From the forms just enumerated it is but one step to carmina quadrata and the fantastic word-square intexti of Hrabanus Maurus—with a modern analogue in Edward Taylor’s poem to Elizabeth Fitch—and from there but one step more to carmina figurata or true pattern poetry (q.v.), with which as. are commonly found in ancient texts (e.g. the Gr. Anthol.). In the East, as. are found in both Chinese (ring-poems, wherein one can begin reading at any character) and Japanese poetry ( kakushidai and mono no na).
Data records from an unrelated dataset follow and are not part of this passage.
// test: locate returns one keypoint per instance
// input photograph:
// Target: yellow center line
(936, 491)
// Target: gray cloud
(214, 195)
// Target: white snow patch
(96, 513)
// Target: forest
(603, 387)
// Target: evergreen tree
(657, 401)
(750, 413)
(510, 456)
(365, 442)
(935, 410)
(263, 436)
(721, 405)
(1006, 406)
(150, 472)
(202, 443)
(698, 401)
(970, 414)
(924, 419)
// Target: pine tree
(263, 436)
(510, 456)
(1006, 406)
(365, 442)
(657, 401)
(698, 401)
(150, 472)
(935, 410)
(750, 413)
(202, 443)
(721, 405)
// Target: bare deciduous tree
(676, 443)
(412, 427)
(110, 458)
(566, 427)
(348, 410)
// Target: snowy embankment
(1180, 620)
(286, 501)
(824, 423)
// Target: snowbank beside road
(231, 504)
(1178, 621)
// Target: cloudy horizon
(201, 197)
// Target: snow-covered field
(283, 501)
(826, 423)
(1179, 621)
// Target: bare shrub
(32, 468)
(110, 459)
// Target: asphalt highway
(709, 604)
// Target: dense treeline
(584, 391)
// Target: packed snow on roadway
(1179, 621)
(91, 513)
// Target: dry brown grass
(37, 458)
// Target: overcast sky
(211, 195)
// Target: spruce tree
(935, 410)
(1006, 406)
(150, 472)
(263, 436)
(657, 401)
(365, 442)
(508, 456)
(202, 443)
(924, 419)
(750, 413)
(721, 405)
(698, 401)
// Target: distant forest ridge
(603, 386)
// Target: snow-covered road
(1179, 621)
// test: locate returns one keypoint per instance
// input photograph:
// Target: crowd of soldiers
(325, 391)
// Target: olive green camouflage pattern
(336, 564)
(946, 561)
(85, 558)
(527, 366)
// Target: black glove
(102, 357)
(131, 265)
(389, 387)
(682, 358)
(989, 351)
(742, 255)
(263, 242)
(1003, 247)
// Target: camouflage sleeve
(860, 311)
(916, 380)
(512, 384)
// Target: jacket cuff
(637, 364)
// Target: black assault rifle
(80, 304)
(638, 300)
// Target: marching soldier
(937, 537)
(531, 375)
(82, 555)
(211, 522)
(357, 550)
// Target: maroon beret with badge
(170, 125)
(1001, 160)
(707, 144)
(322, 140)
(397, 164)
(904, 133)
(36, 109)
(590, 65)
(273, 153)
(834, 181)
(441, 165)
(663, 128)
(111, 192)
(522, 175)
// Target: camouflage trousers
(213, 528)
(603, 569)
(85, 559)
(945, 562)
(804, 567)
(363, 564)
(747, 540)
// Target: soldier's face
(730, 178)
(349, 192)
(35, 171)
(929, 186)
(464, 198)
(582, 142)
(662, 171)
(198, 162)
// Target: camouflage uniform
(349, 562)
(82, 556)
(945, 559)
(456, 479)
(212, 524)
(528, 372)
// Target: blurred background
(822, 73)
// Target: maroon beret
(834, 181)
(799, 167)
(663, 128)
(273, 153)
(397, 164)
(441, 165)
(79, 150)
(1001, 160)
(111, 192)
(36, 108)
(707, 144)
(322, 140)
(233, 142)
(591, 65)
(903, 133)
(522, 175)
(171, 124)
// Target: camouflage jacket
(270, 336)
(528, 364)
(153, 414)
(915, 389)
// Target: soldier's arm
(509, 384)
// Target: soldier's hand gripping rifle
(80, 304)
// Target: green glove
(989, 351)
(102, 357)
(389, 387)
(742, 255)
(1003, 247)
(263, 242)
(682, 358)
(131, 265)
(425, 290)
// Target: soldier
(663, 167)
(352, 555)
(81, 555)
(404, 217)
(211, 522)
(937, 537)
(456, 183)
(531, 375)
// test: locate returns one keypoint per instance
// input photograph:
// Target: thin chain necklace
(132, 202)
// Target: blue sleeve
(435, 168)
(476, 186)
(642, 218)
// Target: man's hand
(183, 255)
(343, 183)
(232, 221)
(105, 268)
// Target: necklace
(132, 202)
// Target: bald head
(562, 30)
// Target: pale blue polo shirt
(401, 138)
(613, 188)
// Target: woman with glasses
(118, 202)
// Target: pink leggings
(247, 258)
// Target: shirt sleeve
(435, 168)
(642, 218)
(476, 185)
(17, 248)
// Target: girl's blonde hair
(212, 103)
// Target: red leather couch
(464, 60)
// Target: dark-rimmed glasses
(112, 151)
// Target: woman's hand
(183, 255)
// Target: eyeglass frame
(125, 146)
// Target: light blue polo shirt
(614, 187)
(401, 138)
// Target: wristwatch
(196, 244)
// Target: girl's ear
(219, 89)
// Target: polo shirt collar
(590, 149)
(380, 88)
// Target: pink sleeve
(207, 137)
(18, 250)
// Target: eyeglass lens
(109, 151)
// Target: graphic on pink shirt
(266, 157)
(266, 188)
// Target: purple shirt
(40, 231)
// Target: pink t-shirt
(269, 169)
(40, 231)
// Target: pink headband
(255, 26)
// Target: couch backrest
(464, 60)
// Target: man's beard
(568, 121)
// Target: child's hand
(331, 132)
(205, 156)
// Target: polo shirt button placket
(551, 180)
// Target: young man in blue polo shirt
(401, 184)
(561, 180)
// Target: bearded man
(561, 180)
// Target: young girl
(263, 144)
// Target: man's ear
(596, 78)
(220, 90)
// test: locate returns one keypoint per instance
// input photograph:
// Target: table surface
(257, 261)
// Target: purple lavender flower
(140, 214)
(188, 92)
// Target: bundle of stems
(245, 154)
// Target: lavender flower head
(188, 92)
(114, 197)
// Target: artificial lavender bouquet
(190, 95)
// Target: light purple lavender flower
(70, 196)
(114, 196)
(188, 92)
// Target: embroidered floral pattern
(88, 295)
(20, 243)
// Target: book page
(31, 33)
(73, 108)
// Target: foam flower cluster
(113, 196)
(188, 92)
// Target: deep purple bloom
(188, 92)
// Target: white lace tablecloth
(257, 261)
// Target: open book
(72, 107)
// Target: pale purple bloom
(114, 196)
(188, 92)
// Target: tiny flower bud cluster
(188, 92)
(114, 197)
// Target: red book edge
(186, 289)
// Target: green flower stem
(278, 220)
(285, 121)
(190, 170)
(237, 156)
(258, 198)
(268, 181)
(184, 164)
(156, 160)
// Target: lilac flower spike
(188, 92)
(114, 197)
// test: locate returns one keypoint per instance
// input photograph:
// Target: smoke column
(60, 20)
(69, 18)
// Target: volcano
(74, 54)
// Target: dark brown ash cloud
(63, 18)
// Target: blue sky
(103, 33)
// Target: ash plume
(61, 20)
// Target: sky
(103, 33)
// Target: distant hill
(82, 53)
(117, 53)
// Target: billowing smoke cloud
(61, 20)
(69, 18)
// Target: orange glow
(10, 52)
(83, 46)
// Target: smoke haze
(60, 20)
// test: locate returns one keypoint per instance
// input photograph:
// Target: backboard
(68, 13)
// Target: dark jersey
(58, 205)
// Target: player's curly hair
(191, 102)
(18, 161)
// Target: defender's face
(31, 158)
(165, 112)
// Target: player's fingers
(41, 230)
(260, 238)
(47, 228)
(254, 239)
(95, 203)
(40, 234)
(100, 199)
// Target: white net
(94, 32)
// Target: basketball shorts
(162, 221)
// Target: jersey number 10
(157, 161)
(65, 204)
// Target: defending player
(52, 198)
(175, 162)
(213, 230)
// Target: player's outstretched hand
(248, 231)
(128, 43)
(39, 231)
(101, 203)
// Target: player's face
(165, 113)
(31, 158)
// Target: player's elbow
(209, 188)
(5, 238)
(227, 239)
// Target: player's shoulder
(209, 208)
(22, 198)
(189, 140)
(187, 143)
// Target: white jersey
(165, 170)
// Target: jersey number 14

As. are the kind of mannered artifice that will be popular in any Silver Age poetry; they flourished in Alexandria and in the Middle Ages, being written by Boniface, Bede, Fortunatus, Boccaccio, Deschamps, and Marot among many. Commodian has a book of 80 as., the Instructiones; Aldhelm’s De laudibus virginitatis is not only a double a. made out of its first line, but the last line is the first line read backwards, making a box. The longest a. in the world is apparently Boccaccio’s Amorosa visione, which spells out three entire sonnets. In the Ren., Du Bellay excepted the ingenious a. and anagram from his sweeping dismissal of medieval Fr. verseforms. Sir John Davies wrote a posy of 26 as. to Queen Elizabeth ( Hymnes Of Astraea, 1599). The modern disparagement begins as early as Addison ( Spectator, 60), but as. were very popular among the Victorians. In Poe’s valentine poem to Frances Sargent Osgood, her name is spelled by the first letter of the first line, the second letter of the second line, and so on. Outside verse, this process of elevating initials into a “higher” script produces acronyms (snafu, gulag), now very common. In the early Christian church the symbol of the fish is such an acronym: the initials of the five Gr. words in the phrase Jesus-Christ God’s Son Saviour spell out the Gr. word for fish, ichthys.
K. Krumbacher, “Die Acrostichis in der griechischen Kirchenpoesie,” Sitzungsberichte der königlichbayerische Akad. der Wiss., philos.-philol.-hist. Klasse (1904), 551-691; A. Kopp, “Das Akrostichon als kritische Hilfsmittel,” ZDP 32 (1900); H. Le-clercq, “Acrostiche,” Dictionnaire d’archéologie chrétienne, ed. F. Cabrol (1907); E. Graf, “Akros-tichis,” Pauly-Wissowa; Kastner; R. A. Knox, Book of As. (1924); F. Dornseiff, Das Alphabet in Mystik und Magie, 2d ed. (1925); Lote, 2.305; Reallexikon; W. G. Lambert, Babylonian Wisdom Lit. (1960), eh. 3; R. F. G. Sweet, “A Pair of Double As. in Akkadian,” Orientalia 38 (1969); T. Aug-arde, Oxford Guide to Word Games (1984); Miner et al., pt. 4.